Now, let's talk about a thorny ethical consideration concerning artificial intelligence: bias. In a nutshell, the fundamental issue is that machine learning models, by their very nature, tend to replicate any biases present in their training data. Therefore, an AI model constructed with a specific, potentially biased, dataset will almost certainly continue to exclude or disadvantage certain groups of people. This is a critical challenge for the ethics of AI.
Consider this practical example: the University of Texas at Austin once used machine learning to evaluate applicants to its PhD program in computer science. Because the program's database incorporated past admission decisions into its algorithm, opportunities for students from diverse backgrounds were significantly, and unintentionally, reduced. This is a stark illustration of the real-world impact of bias in AI, and a powerful argument for vigilant attention to the ethics of AI.
The path to overcoming this insidious issue of bias in AI is still evolving. To begin, experts suggest that one possible solution to at least alleviate the effect of biases is to diversify the group of people involved in creating the algorithm itself. A more diverse team brings a wider range of perspectives, which can help identify and mitigate potential biases in the AI system. Another crucial route is to keep humans deeply involved in the decision-making process alongside the AI-powered algorithm, and to continuously review and adjust the algorithm for biases. This human-in-the-loop approach is essential for upholding the ethics of AI.
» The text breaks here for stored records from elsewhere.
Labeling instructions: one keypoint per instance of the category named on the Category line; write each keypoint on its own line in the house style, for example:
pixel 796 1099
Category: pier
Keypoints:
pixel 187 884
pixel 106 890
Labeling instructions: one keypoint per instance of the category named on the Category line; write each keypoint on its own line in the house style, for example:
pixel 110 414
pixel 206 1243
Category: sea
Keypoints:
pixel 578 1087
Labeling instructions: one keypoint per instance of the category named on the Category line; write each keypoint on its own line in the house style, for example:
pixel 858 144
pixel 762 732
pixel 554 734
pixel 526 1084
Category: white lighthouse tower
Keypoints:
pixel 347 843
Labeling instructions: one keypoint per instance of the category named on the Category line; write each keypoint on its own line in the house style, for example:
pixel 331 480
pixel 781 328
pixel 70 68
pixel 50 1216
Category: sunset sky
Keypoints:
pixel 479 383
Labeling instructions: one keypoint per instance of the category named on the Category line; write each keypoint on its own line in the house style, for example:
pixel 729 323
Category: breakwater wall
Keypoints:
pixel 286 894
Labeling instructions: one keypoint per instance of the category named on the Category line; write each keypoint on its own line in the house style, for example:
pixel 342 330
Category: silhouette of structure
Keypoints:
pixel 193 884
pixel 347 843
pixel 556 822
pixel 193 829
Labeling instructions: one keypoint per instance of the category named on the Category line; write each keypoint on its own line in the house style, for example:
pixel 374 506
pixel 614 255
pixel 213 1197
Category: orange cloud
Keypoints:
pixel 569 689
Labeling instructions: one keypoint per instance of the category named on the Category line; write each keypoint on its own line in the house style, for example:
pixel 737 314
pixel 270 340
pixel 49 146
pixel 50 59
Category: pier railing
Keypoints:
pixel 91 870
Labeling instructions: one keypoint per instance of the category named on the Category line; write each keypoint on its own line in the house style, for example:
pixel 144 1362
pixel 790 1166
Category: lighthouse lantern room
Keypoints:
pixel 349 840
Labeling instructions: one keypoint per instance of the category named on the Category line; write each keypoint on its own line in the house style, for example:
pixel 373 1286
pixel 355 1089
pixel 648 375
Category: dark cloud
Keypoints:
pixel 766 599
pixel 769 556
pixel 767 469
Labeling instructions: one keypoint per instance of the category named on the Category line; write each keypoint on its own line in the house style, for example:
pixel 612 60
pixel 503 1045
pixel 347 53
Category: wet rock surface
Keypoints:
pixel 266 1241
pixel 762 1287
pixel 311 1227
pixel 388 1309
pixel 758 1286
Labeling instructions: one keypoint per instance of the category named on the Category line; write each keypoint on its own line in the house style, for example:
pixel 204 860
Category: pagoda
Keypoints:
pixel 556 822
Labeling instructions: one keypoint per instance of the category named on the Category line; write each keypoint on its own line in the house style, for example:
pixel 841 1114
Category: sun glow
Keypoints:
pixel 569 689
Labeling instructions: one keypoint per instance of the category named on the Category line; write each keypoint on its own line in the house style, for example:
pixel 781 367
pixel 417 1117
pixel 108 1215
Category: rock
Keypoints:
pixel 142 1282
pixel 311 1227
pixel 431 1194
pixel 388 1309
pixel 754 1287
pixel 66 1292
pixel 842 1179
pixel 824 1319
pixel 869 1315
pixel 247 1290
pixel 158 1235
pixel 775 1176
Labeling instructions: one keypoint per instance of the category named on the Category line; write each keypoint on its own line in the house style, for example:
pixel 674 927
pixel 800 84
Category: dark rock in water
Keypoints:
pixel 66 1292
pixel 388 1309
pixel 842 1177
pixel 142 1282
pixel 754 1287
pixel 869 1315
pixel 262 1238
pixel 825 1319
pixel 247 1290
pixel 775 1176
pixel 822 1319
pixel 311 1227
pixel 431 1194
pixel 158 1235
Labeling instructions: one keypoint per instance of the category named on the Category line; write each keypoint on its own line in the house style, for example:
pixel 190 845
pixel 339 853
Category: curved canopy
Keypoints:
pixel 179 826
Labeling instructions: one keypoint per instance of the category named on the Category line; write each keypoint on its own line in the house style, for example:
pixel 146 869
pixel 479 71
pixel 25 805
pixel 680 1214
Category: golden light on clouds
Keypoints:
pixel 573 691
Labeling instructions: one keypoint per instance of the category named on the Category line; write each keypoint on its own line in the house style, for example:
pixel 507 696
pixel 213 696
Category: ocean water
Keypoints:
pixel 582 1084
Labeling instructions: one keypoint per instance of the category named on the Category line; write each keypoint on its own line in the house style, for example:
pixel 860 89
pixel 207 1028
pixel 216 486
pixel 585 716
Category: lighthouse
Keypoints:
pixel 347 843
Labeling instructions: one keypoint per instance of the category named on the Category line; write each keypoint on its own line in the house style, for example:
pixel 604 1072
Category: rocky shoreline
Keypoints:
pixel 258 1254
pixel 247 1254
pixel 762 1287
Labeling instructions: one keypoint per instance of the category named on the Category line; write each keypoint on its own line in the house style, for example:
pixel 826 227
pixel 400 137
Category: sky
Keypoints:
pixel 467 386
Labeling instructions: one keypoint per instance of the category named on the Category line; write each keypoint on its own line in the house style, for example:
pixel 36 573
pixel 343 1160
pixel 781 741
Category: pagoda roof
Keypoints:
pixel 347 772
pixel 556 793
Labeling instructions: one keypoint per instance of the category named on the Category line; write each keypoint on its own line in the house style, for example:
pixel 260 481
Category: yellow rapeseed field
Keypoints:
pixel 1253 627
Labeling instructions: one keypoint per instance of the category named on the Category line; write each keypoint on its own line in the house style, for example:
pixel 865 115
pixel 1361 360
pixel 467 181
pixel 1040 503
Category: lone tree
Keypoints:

A final factor to consider when adopting AI in education concerns its practical implementation. The reality is that many institutions not only lack the robust ethical frameworks necessary for technology adoption, but also, most institutional data isn't organized in a way that truly benefits from the implementation of artificial intelligence. This isn't just a technical hurdle; it’s an ethical one too, as it impacts the fairness and effectiveness of AI deployment.
Being keenly aware of these ethical considerations is not merely an academic exercise; it is a critical, foundational step to help unlock the immense potential of AI as a transformative force in teaching and learning. The ethics of AI isn't about stifling innovation; it's about guiding it responsibly, ensuring that artificial intelligence serves humanity and enhances the educational journey for all. The future of education, powered by AI, hinges on our unwavering commitment to the ethics of AI.